Monday, Dec. 17, 1945
New Play in Manhattan
The French Touch (by Joseph Fields & Jerome Chodorov; produced by Herbert H. Harris) is decidedly the wrong touch for the very American jokesters who were responsible for My Sister Eileen and Junior Miss. Recalling that Paris was recently occupied by the Nazis, and assuming that Parisians are always preoccupied with sex, Playwrights Fields & Chodorov have slung together a comedy of terrors in which French patriotism prevails but French eroticism predominates. The resuit -- barring one or two amusing interludes and about every 20th gag -- is forced, monotonous and tinny.

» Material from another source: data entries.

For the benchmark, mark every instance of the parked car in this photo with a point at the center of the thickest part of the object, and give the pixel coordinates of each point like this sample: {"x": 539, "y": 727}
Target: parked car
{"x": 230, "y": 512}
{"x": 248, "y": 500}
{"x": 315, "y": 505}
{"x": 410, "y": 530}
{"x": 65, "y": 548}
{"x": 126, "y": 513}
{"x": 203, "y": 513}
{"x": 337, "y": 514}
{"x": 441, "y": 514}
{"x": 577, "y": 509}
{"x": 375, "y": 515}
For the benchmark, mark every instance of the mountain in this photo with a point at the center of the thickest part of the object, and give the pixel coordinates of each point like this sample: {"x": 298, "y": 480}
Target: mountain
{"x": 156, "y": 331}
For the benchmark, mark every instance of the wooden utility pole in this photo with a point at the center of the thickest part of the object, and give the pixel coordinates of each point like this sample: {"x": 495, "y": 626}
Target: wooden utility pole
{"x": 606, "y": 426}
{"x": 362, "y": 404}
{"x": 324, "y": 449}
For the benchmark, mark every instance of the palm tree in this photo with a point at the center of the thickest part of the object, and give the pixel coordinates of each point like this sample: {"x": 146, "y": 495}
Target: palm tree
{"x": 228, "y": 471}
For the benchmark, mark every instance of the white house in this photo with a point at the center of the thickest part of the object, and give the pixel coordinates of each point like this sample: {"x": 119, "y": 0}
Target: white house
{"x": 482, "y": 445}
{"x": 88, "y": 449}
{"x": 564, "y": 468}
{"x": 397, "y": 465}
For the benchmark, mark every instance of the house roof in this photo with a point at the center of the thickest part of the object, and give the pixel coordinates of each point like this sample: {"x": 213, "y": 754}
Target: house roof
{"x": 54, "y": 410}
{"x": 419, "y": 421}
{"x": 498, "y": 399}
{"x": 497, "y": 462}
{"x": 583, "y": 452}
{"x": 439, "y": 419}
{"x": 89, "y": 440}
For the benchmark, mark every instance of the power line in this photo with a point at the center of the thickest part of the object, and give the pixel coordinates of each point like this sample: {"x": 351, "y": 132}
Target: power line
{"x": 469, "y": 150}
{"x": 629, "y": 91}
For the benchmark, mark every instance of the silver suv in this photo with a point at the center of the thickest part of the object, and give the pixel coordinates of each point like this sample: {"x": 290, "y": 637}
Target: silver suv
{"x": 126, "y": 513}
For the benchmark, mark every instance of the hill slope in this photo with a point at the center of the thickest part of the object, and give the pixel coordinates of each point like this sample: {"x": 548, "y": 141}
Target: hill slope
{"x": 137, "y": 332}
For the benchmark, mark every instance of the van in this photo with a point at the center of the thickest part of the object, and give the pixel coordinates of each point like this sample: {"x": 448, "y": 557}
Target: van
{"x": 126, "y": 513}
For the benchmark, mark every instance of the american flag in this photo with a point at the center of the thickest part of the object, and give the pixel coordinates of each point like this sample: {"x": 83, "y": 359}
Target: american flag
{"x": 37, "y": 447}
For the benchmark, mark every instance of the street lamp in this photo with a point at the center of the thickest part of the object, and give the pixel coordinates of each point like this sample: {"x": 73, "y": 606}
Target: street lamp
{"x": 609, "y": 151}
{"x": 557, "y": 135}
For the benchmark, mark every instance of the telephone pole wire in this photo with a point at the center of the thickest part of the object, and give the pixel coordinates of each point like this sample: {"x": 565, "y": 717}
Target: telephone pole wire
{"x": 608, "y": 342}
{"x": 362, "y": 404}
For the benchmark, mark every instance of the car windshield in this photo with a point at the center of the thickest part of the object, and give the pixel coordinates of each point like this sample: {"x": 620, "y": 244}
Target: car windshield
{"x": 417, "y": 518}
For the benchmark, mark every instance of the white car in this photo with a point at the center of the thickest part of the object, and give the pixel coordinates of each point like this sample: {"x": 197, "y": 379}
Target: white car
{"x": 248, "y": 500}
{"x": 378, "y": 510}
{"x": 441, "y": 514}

Hero of The French Touch is Roublard, a famous, thrice-married, hammy actor-playwright (Brian Aherne) who is ordered by the Nazi Minister of Culture to write a collaborationist drama. He writes one, with parts for his current and ex-wives and a surprise finale that will explode in the Nazis' faces. During an extensive rehearsal period the three ladies claw one another while Roublard gaily courts them all. The Minister of Culture's interest in one of them (Arlene Francis) precipitates a crisis.
Granting its semi-farcical intentions, The French Touch makes only the sleaziest use of its troubled background, never gives its comic action any tragic edge.
Moreover, there isn't much action -- only jokes about the tomcat in men, the pussy cat in women, the peacock in actors. Nor has famed French Cinema Director Rene Clair (A Nous, La Liberte!) shown the French touch in his staging. Everybody just cavorts.